01 enero 2006

Vida del abuelo

Martita corría con sus dos patas inseguras y regordetas entre los cacharros de la casa. Todas las ventanas abiertas y por abrir le iban trenzando flores de luz en la cara. La puerta de la habitación estaba ajustada. La empujó un poco con las manos y se fue dibujando la cama.

El abuelo se incorporó. Se colocó las gafas con el semblante oscurecido y cuando vio a Martita entre las rendijas de sus cataratas, en el rostro se le trazó una hinchazón de ternura.

-¡Ven aquí, mala cosa!

Martita se hacía de rogar, con sus cuchicheos secretos de pajarillo. Corrió al regazo del abuelo. Éste la abrazó por detrás y le besó la mejilla.

Ese día el abuelo comió sin apetito, con las brazos caídos y la mirada ondulante y desorientada. Jaime le observaba de reojo. Martita, con la cabeza por encima del mantel y el babero rosa atándole los cabellos por detrás, hablaba idiomas incomprensibles con Rigoberta, su muñeca de trapo sin ojo izquierdo.

-Papá, Martita y yo nos vamos a pasear. ¿Se viene usted?

-No, hijo, me quedaré arreglando todo esto.

Se fueron y el abuelo, en vez de arreglar nada, se puso a fabular y se imaginó a sí mismo siendo niño como Martita. Con zapatos brillantes y chalecos. Paseando por los callejones estrechos del puebo, que olían a piedra y a mar, a sal y a ropa, chupando regaliz y llamando a todas las puertas. Las vecinas pellizcándole la mejilla y diciendo qué rico.

Afinó la memoria y se vio a si mismo. Iba con su reloj de bolsillo roto, las canicas de cristal que la hacían los muchachos de los hornos, y siempre con Antolín, el chucho piltrafoso que había recogido en algún surburbio y que no le dejaban subir a casa porque meaba los muebles.

Tuvo una novia. Tenía la piel cobriza, palpitante y curva, como de aceituna morada o de rara berenjena. Cada día corrían a verse medio de noche y de escondidas, y se metían en los portales a besarse y a buscar a tientas, con mozo desespero, botones y cremalleras.

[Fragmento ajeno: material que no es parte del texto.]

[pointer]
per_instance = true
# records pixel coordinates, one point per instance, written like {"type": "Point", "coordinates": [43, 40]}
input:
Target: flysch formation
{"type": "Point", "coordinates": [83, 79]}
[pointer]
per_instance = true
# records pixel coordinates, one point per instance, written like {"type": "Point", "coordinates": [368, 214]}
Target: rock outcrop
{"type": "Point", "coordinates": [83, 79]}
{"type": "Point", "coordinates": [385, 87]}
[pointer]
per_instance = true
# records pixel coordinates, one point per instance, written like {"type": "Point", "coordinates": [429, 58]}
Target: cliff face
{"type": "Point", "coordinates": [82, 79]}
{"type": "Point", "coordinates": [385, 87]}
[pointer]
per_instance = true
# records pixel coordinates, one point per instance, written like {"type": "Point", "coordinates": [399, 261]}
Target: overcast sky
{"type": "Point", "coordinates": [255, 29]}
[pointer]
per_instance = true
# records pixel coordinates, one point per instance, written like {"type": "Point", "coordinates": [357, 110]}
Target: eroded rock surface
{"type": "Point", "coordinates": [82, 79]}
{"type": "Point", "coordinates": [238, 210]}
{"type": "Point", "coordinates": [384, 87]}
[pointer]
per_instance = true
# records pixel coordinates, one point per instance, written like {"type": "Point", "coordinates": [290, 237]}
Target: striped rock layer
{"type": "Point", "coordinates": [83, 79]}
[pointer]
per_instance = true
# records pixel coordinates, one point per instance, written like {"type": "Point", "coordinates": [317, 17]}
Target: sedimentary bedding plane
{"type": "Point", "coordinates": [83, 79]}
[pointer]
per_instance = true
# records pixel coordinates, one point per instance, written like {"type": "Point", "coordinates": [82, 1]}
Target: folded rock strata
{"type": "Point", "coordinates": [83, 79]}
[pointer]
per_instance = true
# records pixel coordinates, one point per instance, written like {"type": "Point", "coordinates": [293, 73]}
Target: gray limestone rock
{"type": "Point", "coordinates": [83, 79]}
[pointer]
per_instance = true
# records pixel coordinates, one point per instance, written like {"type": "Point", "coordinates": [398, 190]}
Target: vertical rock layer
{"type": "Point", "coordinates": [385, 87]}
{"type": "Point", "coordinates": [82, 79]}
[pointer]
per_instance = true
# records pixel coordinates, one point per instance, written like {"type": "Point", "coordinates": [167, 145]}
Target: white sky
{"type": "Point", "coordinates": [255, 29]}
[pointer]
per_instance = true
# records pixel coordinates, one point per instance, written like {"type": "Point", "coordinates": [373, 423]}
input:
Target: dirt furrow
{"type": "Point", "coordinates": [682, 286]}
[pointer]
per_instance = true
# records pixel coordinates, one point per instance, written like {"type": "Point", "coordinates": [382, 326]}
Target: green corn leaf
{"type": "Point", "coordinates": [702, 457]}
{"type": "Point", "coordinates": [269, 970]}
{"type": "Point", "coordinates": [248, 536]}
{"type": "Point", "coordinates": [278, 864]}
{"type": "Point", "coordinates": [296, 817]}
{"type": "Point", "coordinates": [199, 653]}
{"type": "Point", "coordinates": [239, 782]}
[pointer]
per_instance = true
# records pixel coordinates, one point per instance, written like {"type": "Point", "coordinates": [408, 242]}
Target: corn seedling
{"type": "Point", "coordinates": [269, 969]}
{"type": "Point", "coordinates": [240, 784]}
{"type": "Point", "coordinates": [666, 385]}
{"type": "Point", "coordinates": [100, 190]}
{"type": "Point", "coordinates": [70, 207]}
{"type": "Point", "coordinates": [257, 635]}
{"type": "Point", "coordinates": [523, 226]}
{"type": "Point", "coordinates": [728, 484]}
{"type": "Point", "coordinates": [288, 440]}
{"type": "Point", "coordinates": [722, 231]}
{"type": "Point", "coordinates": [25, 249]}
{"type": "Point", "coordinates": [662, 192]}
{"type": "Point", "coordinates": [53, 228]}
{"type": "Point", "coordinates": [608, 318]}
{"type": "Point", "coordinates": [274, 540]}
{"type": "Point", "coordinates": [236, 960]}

Por aquellos tiempos Antolín se quedó solo. El muchacho ya no se acordaba de echarle pan y queso. Se fue muriendo con el bezo caído por el pueblo, arrastrando las latas y cordeles que el amo había olvidado quitarle.

A la niña sin nombre siempre se la tragaba la noche, hasta que un puntito andante era lo que más se parecía a ella. Él volvía a casa por la subida de la iglesia, en la otra dirección. Pasando entre el grueso campanario, grisáceo en las tinieblas, iba espantando palomas con el alma blanda y viuda.

Jaime y Martita llegaron al caer la noche. Él venía con los cabellos amoldados por el viento, cargando algunas bolsas. La niña traía un reír débil, bañado en sueño.

-¿Qué tal, padre?

Dijo que estaba cansado y se iba a acostar. “¡Usted es el único abuelo del mundo que se cansa de estar sentado!”, bromeó Jaime. El abuelo miró a Martita. Se había dormido en el sofá con Rigoberta.